Joseph Edward Kenny (1845 – 9 April 1900) was an Irish physician, Coroner of the City of Dublin, nationalist politician and Member of Parliament (MP). In the House of Commons of the United Kingdom of Great Britain and Ireland, he was an Irish Parliamentary Party MP for South Cork from 1885 to 1892, and then a Parnellite MP for Dublin College Green from 1892 until his resignation in 1896.
Son of J. Kenny, manager of a lead mine at Palmerstown, Co. Dublin, he was educated at the Catholic University of Ireland in Dublin and at the University of Edinburgh, where he obtained his doctorate in medicine (M.D.) in 1870. After returning to Dublin, he became a medical officer to the North Dublin Union and in this role treated smallpox victims in the "sheds" at Glasnevin in the north Dublin epidemic of 1872. He caught the disease himself in spite of having been vaccinated.

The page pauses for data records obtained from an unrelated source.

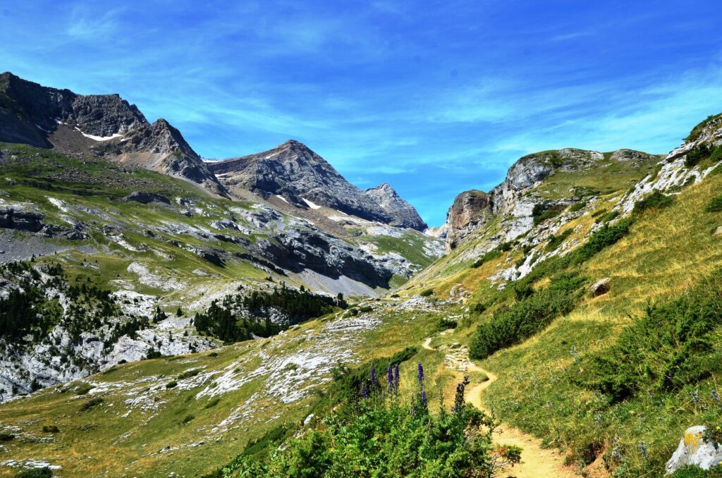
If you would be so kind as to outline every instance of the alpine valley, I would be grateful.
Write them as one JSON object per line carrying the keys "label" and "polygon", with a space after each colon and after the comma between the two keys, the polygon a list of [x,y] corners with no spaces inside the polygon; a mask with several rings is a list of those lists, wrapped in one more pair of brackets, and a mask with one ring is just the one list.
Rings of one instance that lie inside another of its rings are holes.
{"label": "alpine valley", "polygon": [[[722,114],[544,151],[429,228],[297,141],[204,160],[4,73],[0,474],[720,476],[721,160]],[[387,399],[415,465],[349,418]]]}

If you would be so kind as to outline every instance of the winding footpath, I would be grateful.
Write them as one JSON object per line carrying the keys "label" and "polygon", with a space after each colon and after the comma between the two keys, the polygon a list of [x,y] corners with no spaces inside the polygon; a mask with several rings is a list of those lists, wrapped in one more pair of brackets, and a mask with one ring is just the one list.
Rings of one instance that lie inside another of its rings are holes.
{"label": "winding footpath", "polygon": [[[427,350],[437,350],[431,347],[432,337],[424,341],[422,347]],[[466,357],[466,368],[469,372],[481,372],[489,378],[481,383],[470,387],[466,392],[466,401],[486,413],[490,411],[482,401],[482,394],[492,383],[497,381],[497,377],[489,370],[485,370],[476,365],[469,356]],[[542,448],[539,440],[535,437],[501,423],[497,428],[499,436],[495,442],[503,445],[512,445],[523,448],[521,452],[521,463],[506,470],[503,476],[513,478],[572,478],[576,477],[574,472],[563,464],[562,457],[554,450]]]}

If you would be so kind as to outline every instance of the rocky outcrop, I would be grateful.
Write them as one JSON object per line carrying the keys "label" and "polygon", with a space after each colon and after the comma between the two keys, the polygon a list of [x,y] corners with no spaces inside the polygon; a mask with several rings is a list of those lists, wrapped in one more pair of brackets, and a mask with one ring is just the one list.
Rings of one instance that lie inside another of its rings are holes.
{"label": "rocky outcrop", "polygon": [[459,243],[493,217],[489,195],[481,191],[466,191],[454,199],[446,214],[446,248]]}
{"label": "rocky outcrop", "polygon": [[667,461],[667,474],[686,466],[698,466],[708,470],[722,463],[722,446],[705,439],[705,427],[687,428],[679,440],[677,451]]}
{"label": "rocky outcrop", "polygon": [[426,228],[413,207],[391,186],[361,191],[297,141],[286,142],[269,151],[206,164],[232,192],[250,190],[264,196],[274,194],[312,209],[329,207],[370,221],[419,230]]}
{"label": "rocky outcrop", "polygon": [[[609,155],[618,162],[654,159],[651,155],[631,149],[619,149]],[[446,248],[451,251],[474,231],[495,217],[501,219],[500,240],[511,240],[526,233],[534,226],[533,211],[536,204],[564,207],[573,200],[570,191],[566,199],[549,200],[531,194],[534,188],[556,172],[572,172],[590,169],[605,159],[596,151],[567,148],[528,155],[515,162],[504,181],[484,194],[469,191],[459,194],[447,214]]]}
{"label": "rocky outcrop", "polygon": [[591,284],[591,286],[590,286],[589,292],[591,292],[594,297],[604,295],[606,292],[609,292],[610,280],[612,279],[609,277],[604,277],[604,279],[594,282]]}
{"label": "rocky outcrop", "polygon": [[0,142],[101,156],[225,191],[178,129],[118,95],[77,95],[0,74]]}
{"label": "rocky outcrop", "polygon": [[426,223],[413,206],[404,201],[388,183],[367,189],[364,193],[374,198],[381,209],[393,218],[391,225],[417,230],[426,228]]}
{"label": "rocky outcrop", "polygon": [[40,212],[27,207],[0,205],[0,227],[38,233],[45,225]]}
{"label": "rocky outcrop", "polygon": [[164,204],[170,204],[170,200],[162,194],[157,193],[148,193],[145,191],[134,191],[123,198],[123,201],[139,202],[142,204],[147,204],[151,202],[160,202]]}

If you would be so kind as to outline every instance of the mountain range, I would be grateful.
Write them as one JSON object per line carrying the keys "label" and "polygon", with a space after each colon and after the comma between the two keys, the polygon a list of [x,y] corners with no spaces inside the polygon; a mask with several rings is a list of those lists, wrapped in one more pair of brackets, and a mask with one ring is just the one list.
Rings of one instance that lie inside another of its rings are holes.
{"label": "mountain range", "polygon": [[677,446],[719,422],[721,160],[722,115],[668,155],[528,155],[430,230],[298,142],[204,160],[3,74],[0,470],[253,476],[343,448],[378,371],[493,413],[483,453],[523,448],[497,476],[707,476]]}

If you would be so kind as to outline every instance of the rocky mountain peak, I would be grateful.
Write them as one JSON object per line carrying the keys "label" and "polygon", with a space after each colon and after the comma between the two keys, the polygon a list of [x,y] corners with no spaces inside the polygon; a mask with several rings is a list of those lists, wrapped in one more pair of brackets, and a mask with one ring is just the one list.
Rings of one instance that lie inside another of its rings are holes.
{"label": "rocky mountain peak", "polygon": [[303,143],[289,140],[254,155],[206,163],[230,191],[277,195],[302,207],[325,207],[370,221],[422,230],[426,225],[391,186],[361,191]]}
{"label": "rocky mountain peak", "polygon": [[165,119],[149,123],[118,93],[78,95],[4,73],[0,142],[102,156],[225,192],[178,129]]}
{"label": "rocky mountain peak", "polygon": [[504,217],[500,224],[504,240],[525,233],[534,225],[532,212],[537,204],[562,207],[573,201],[576,193],[565,186],[554,199],[538,196],[536,188],[557,173],[580,173],[601,168],[610,163],[627,163],[627,167],[649,164],[658,160],[653,155],[619,149],[612,153],[565,148],[542,151],[519,158],[509,168],[504,181],[488,194],[467,191],[454,200],[445,223],[446,248],[456,248],[471,233],[495,216]]}
{"label": "rocky mountain peak", "polygon": [[364,194],[375,199],[384,211],[396,218],[397,225],[419,230],[426,229],[426,223],[416,209],[404,201],[388,183],[367,189]]}

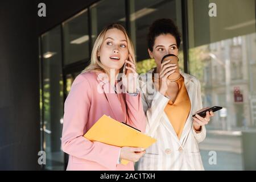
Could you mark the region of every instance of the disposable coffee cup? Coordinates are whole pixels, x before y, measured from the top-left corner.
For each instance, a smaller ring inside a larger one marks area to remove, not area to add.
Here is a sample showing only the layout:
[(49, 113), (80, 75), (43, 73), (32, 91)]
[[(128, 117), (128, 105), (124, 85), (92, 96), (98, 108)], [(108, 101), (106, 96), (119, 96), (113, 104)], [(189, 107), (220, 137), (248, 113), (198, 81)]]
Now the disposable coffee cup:
[(171, 60), (170, 63), (175, 64), (177, 65), (177, 68), (175, 69), (175, 72), (168, 77), (168, 78), (171, 81), (176, 81), (180, 77), (180, 70), (179, 68), (179, 57), (173, 54), (168, 54), (165, 55), (161, 61), (161, 64), (164, 61)]

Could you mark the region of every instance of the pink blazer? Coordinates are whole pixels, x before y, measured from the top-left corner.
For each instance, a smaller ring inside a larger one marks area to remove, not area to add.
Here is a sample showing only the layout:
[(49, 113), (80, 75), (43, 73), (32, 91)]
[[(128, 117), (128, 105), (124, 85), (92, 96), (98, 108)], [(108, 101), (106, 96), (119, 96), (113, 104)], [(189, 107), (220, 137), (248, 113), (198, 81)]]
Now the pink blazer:
[[(108, 93), (108, 90), (110, 91)], [(110, 92), (110, 93), (109, 93)], [(108, 81), (93, 72), (79, 75), (65, 101), (63, 150), (69, 155), (67, 170), (134, 170), (134, 163), (117, 164), (120, 147), (92, 142), (83, 135), (103, 115), (146, 129), (141, 95), (116, 94)]]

An active Irish Nationalist, in 1881 he was arrested under the Coercion Act and confined in Kilmainham Jail. Here his status as a qualified physician was of considerable value to his fellow Nationalist prisoners, including Charles Stewart Parnell, because he was able to insist that the prison authorities provide proper medical care. As a result of this prison term he was dismissed from his post as a medical officer to the North Dublin Union by Chief Secretary W. E. Forster. The Prime Minister Gladstone ordered his reinstatement to this post after his case was raised by Irish members in the House of Commons. Kenny was one of the Treasurers of the Land League and later of the Irish National League. He later became physician to the Catholic national seminary at Maynooth.